India’s badminton star P V Sindhu is the only athlete from the country to be named among the world’s highest-paid female athletes by Forbes, a list topped by tennis great Serena Willams. With total earnings of 5.5 million dollars, Sindhu is tied for the 13th place in The Highest-Paid Female Athletes 2019 list released by Forbes on Tuesday.
“Sindhu remains India’s most marketable female athlete….She became the first Indian to win the season-ending BWF World Tour finals in 2018,” Forbes said.
The list of the world’s top 15 female athletes is topped by Williams, with total earnings of USD 29.2 million. Forbes said Williams, 37, plans to play through at least next year but is already planning her next act with a clothing line, ‘S by Serena’, and designs to launch jewellery and beauty products lines by the end of 2020. She also has built a venture portfolio worth more than USD 10 million.
On the second spot is Naomi Osaka, who won the 2018 US Open, defeating 23-time Grand Slam champ Williams.
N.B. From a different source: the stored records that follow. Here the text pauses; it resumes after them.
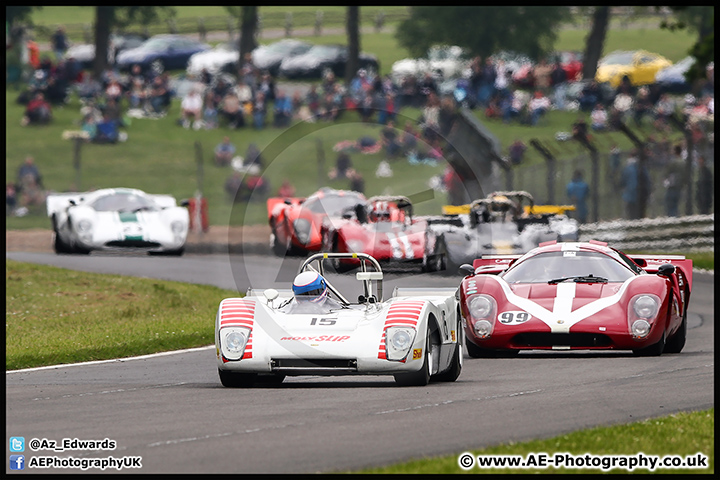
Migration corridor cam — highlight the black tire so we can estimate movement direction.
[663,308,687,353]
[633,332,665,357]
[394,326,432,387]
[148,247,185,257]
[218,368,257,388]
[150,58,165,75]
[255,373,285,385]
[433,314,465,382]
She has total earnings of USD 24.3 million.
Forbes said its earnings tally looks at prize money, salaries, bonuses, endorsements and appearance fees between June 2018 and 2019. There are 15 female athletes who made at least USD 5 million during that time period; for comparison roughly 1,300 male athletes will hit that mark this year. The top 15 earned a cumulative USD 146 million, compared with USD 130 million last year.
Williams and Osaka both earned more than twice as much as the third-highest-paid female athlete in the world, Angelique Kerber, who pulled in USD 11.8 million from tennis.
Forbes added that tennis remains the “most surefire” way for female athletes to make millions of dollars. Female athletes in soccer, basketball and softball earn salaries of pennies on the dollar compared with their male counterparts.
Despite the playing salary gap in team sports, marketing opportunities have opened up in recent years for female athletes thanks to the growth of social media platforms, according to Dan Levy, who heads up the Olympics and female athletes divisions at Wasserman.
“Pro athletes now have a way to connect with their fans that doesn’t rely on network TV to build a fan base and connectivity to the consumers that brands want to reach,” Levy says. “That change alone has helped women become much more powerful in the sports marketing world.”